To explore, analyze, convert, and visualize data as well as generate machine learning models on the Google Cloud Platform, Cloud Datalab is a potent interactive tool. You can concentrate on your data science projects because it runs on Google Compute Engine and connects to numerous cloud services quickly.
Set up a Datalab VM instance
The purpose is to show how to use the datalab command line tool to set up and open Google Cloud Datalab.
Clean up to avoid incurring charges to your Google Cloud account for the resources used on this page.
Working with notebooks
Source control
The first time you run datalab create VM-instance-name, a datalab-notebooks Cloud Source Repository is added to the project. This is a remote repository for the docker container running in your Cloud Datalab VM instance that contains the /content/datalab/notebooks git repository.

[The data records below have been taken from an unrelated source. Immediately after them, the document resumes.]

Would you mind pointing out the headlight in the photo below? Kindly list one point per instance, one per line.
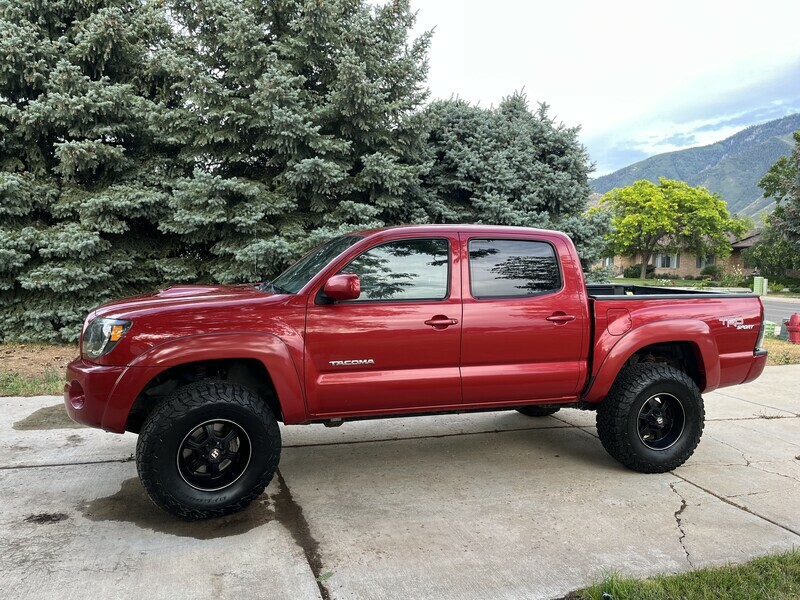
(102, 335)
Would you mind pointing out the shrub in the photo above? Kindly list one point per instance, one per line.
(734, 278)
(713, 271)
(599, 275)
(635, 271)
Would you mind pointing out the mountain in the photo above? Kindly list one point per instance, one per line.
(732, 168)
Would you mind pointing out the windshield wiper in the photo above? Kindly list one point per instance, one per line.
(268, 286)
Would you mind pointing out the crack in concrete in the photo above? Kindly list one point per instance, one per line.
(739, 450)
(290, 514)
(747, 494)
(757, 403)
(756, 418)
(730, 502)
(778, 474)
(677, 514)
(130, 458)
(771, 434)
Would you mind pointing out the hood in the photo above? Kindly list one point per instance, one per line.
(182, 297)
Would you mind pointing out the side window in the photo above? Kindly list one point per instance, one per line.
(403, 270)
(512, 268)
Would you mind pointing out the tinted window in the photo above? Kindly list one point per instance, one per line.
(300, 273)
(507, 268)
(403, 270)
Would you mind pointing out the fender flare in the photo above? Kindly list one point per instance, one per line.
(268, 349)
(692, 331)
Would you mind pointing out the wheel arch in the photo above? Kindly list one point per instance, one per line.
(261, 362)
(686, 344)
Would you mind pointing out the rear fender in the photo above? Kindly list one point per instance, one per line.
(692, 331)
(268, 349)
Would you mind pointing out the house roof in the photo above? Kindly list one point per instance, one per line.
(748, 241)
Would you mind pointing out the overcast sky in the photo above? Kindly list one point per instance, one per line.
(640, 78)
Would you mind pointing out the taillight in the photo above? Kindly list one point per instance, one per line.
(760, 335)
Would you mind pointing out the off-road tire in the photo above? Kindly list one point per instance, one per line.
(538, 410)
(618, 417)
(169, 425)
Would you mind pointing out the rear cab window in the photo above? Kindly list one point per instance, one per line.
(504, 268)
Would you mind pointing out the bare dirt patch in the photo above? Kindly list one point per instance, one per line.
(33, 360)
(50, 417)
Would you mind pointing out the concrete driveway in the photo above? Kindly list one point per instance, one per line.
(493, 505)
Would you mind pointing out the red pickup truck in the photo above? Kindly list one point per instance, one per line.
(402, 321)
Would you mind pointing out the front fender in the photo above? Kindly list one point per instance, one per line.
(692, 331)
(268, 349)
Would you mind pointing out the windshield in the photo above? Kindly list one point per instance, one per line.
(300, 273)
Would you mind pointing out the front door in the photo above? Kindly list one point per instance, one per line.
(396, 347)
(525, 321)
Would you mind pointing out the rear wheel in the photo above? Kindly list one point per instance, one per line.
(538, 410)
(208, 450)
(652, 419)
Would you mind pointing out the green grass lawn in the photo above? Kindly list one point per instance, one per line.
(655, 282)
(776, 577)
(51, 383)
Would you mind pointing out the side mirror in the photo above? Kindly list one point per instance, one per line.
(344, 286)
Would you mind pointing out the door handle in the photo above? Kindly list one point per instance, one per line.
(561, 318)
(441, 322)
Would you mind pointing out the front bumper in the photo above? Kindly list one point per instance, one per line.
(89, 391)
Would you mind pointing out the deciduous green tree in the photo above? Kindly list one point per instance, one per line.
(778, 249)
(647, 218)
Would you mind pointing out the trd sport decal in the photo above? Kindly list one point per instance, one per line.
(737, 322)
(355, 361)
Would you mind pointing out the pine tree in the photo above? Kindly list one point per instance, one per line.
(84, 96)
(510, 166)
(301, 122)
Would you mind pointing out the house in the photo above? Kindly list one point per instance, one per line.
(679, 265)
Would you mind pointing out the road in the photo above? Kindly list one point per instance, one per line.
(456, 507)
(779, 310)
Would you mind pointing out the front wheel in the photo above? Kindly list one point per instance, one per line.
(652, 419)
(208, 450)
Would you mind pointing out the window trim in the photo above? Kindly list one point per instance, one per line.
(674, 257)
(516, 297)
(358, 301)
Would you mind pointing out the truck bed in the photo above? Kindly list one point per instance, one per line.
(614, 291)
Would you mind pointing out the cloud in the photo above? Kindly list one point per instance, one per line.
(714, 117)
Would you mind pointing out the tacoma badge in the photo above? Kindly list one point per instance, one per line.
(355, 361)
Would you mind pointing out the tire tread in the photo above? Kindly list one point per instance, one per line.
(175, 406)
(614, 411)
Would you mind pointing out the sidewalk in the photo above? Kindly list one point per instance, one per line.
(489, 505)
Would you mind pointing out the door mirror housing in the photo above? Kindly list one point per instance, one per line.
(344, 286)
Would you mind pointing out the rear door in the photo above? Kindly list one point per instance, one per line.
(525, 321)
(396, 347)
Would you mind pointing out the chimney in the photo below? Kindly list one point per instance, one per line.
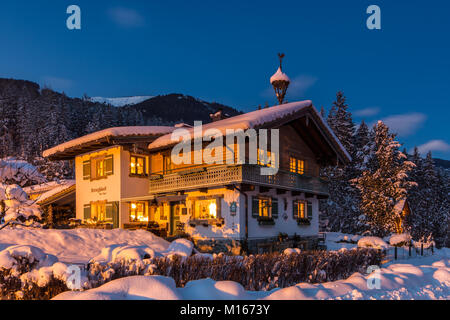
(219, 115)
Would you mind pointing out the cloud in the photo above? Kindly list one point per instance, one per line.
(126, 17)
(367, 112)
(56, 83)
(297, 88)
(434, 145)
(405, 124)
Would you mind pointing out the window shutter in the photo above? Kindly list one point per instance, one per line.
(87, 212)
(255, 207)
(115, 213)
(86, 170)
(294, 210)
(109, 211)
(109, 165)
(309, 210)
(274, 208)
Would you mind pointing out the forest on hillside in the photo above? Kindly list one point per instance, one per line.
(33, 119)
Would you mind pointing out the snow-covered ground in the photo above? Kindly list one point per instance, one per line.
(421, 278)
(79, 245)
(416, 278)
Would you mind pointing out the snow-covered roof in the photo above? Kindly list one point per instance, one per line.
(279, 76)
(252, 120)
(62, 187)
(43, 187)
(399, 206)
(121, 101)
(109, 133)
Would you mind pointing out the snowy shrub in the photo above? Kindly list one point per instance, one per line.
(372, 242)
(26, 272)
(399, 240)
(13, 171)
(254, 272)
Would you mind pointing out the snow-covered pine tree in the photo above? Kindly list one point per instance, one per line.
(384, 182)
(340, 120)
(341, 210)
(428, 200)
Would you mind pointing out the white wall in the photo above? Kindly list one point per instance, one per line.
(235, 225)
(97, 190)
(232, 227)
(289, 226)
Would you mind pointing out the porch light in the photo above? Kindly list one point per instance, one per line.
(213, 209)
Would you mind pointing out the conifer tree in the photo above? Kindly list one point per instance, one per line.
(340, 120)
(384, 182)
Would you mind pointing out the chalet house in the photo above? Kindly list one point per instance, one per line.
(56, 198)
(126, 177)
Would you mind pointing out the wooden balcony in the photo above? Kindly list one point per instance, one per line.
(221, 175)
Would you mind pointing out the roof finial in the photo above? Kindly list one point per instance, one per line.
(281, 56)
(280, 81)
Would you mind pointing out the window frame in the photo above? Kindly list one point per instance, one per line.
(297, 215)
(94, 167)
(218, 220)
(294, 165)
(270, 157)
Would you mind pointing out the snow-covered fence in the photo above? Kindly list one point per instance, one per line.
(409, 251)
(254, 272)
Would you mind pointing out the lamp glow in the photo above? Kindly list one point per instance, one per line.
(213, 209)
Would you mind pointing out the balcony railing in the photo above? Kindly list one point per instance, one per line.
(221, 175)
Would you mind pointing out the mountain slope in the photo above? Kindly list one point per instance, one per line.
(33, 119)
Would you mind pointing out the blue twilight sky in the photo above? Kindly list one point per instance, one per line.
(225, 51)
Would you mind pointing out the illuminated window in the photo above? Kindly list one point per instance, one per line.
(268, 161)
(100, 168)
(206, 209)
(98, 212)
(299, 210)
(167, 164)
(137, 165)
(265, 207)
(138, 212)
(296, 165)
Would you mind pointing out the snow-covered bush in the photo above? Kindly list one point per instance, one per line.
(26, 272)
(13, 171)
(254, 272)
(372, 242)
(399, 240)
(16, 205)
(14, 202)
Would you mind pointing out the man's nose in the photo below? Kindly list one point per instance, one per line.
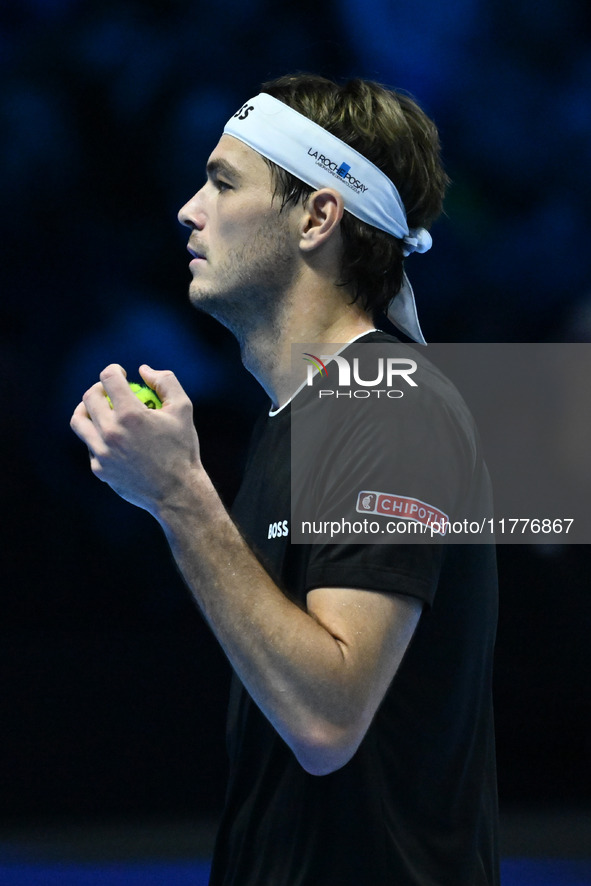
(191, 214)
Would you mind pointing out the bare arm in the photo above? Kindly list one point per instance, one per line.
(317, 674)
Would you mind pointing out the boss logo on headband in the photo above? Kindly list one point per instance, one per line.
(244, 111)
(338, 170)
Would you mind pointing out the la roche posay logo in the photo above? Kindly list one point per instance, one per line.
(340, 170)
(380, 377)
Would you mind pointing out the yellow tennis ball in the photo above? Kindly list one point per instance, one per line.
(145, 394)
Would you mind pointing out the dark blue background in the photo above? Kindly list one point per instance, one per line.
(113, 691)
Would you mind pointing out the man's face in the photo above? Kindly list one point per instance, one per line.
(244, 250)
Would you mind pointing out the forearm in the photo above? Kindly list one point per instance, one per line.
(294, 668)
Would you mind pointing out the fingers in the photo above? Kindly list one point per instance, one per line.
(84, 428)
(114, 382)
(164, 382)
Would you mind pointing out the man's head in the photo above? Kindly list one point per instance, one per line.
(390, 130)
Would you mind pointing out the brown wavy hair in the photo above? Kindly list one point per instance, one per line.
(392, 131)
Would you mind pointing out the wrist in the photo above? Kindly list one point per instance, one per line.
(194, 503)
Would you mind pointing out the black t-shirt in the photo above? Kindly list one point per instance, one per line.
(416, 805)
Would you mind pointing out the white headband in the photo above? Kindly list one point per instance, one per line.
(320, 159)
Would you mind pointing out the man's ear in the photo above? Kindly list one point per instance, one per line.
(322, 217)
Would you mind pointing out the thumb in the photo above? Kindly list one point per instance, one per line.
(163, 381)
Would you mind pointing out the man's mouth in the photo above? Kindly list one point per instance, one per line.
(196, 252)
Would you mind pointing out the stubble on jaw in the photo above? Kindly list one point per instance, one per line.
(251, 286)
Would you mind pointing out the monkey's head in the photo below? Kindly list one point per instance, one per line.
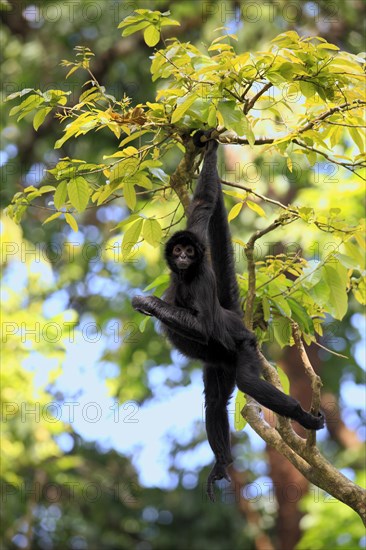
(184, 252)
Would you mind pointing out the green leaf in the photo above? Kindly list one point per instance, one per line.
(160, 280)
(359, 291)
(336, 279)
(70, 220)
(301, 317)
(134, 28)
(235, 211)
(151, 35)
(79, 193)
(240, 402)
(40, 116)
(131, 237)
(266, 308)
(284, 380)
(256, 208)
(152, 232)
(53, 217)
(129, 194)
(60, 194)
(182, 108)
(282, 331)
(281, 304)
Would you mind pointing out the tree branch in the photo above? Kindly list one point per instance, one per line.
(314, 466)
(249, 252)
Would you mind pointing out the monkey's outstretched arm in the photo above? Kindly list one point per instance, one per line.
(178, 319)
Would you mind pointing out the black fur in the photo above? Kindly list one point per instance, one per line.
(201, 316)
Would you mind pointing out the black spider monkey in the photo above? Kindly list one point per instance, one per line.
(202, 318)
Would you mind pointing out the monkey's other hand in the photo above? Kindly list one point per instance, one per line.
(317, 422)
(312, 422)
(218, 472)
(143, 304)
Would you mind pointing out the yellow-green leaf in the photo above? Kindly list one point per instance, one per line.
(240, 402)
(235, 211)
(53, 217)
(40, 116)
(60, 196)
(256, 208)
(129, 194)
(152, 232)
(284, 380)
(182, 108)
(79, 193)
(131, 236)
(151, 35)
(70, 220)
(335, 277)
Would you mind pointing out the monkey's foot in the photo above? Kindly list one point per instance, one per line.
(218, 472)
(312, 422)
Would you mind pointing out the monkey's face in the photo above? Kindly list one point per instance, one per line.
(184, 255)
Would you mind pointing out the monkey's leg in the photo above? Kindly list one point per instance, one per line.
(219, 384)
(248, 381)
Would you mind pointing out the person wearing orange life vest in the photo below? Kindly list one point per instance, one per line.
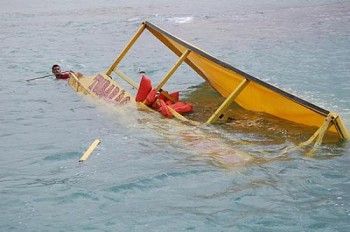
(56, 70)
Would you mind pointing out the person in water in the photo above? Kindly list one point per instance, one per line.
(56, 70)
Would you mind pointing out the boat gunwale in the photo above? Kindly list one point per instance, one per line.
(290, 96)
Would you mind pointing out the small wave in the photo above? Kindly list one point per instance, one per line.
(180, 20)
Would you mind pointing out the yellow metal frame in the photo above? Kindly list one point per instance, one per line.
(317, 137)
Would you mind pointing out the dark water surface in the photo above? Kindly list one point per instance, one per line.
(154, 174)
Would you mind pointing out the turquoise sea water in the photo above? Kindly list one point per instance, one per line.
(154, 174)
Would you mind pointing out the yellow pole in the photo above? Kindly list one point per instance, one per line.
(224, 106)
(342, 131)
(87, 153)
(173, 69)
(126, 49)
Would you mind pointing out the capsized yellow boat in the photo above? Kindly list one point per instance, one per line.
(233, 84)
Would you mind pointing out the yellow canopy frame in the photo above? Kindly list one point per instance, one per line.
(236, 86)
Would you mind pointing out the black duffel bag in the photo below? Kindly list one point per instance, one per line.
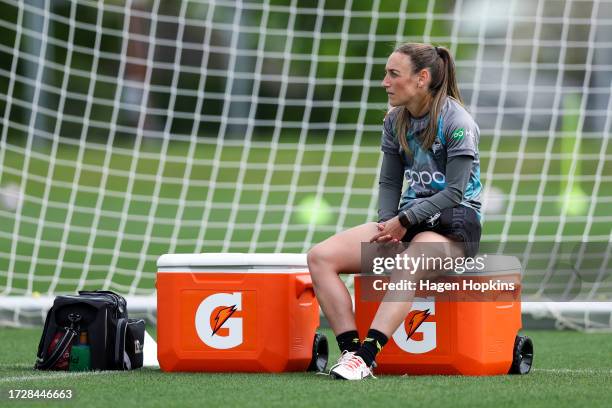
(97, 321)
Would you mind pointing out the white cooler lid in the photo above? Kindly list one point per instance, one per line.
(234, 260)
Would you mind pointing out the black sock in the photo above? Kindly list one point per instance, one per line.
(371, 346)
(348, 341)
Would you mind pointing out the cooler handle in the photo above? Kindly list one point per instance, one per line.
(303, 284)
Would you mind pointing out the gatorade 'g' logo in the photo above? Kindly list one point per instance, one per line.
(415, 323)
(208, 331)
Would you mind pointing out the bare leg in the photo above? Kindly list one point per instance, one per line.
(326, 260)
(392, 313)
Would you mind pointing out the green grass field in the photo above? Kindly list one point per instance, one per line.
(147, 225)
(571, 369)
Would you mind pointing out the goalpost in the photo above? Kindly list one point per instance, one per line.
(136, 128)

Using ungit in your browser - The Cloud Datalab container includes ungit, a web-based git client, which allows you to make commits to the Cloud Datalab VM repo and push notebooks to the cloud remote repo from the Cloud Datalab browser UI.
Using git from the command line - Instead of using ungit from the Cloud Datalab UI for source control (see Using ungit in your browser), you can SSH into the Cloud Datalab VM and run git from a terminal running in your VM or from Cloud Shell.
Copying notebooks from the Cloud Datalab VM
The gcloud compute scp command can be used to copy files out of your Cloud Datalab VM instance. Run the following command, substituting instance-name with the name of your Cloud Datalab VM, for instance, to copy the contents of the datalab/notebooks directory in your Cloud Datalab VM to the instance-name-notebooks directory on your local machine.
Cloud Datalab backup
To avoid unintentional loss of user content in the event of a failing or deleted VM disc, Cloud Datalab instances periodically backup user content to a Google Cloud Storage bucket in the user's project. The backup tool operates on the root of the associated disc where all of the user's stuff is by default stored in a Cloud Datalab instance. The backup job runs every ten minutes, creates a zip file of the entire disc, compares it to the zip file from the last backup, and uploads the zip file if there is a difference and enough time has passed after the last backup and the new changes. The backup files are uploaded to Google Cloud Storage by Cloud Datalab.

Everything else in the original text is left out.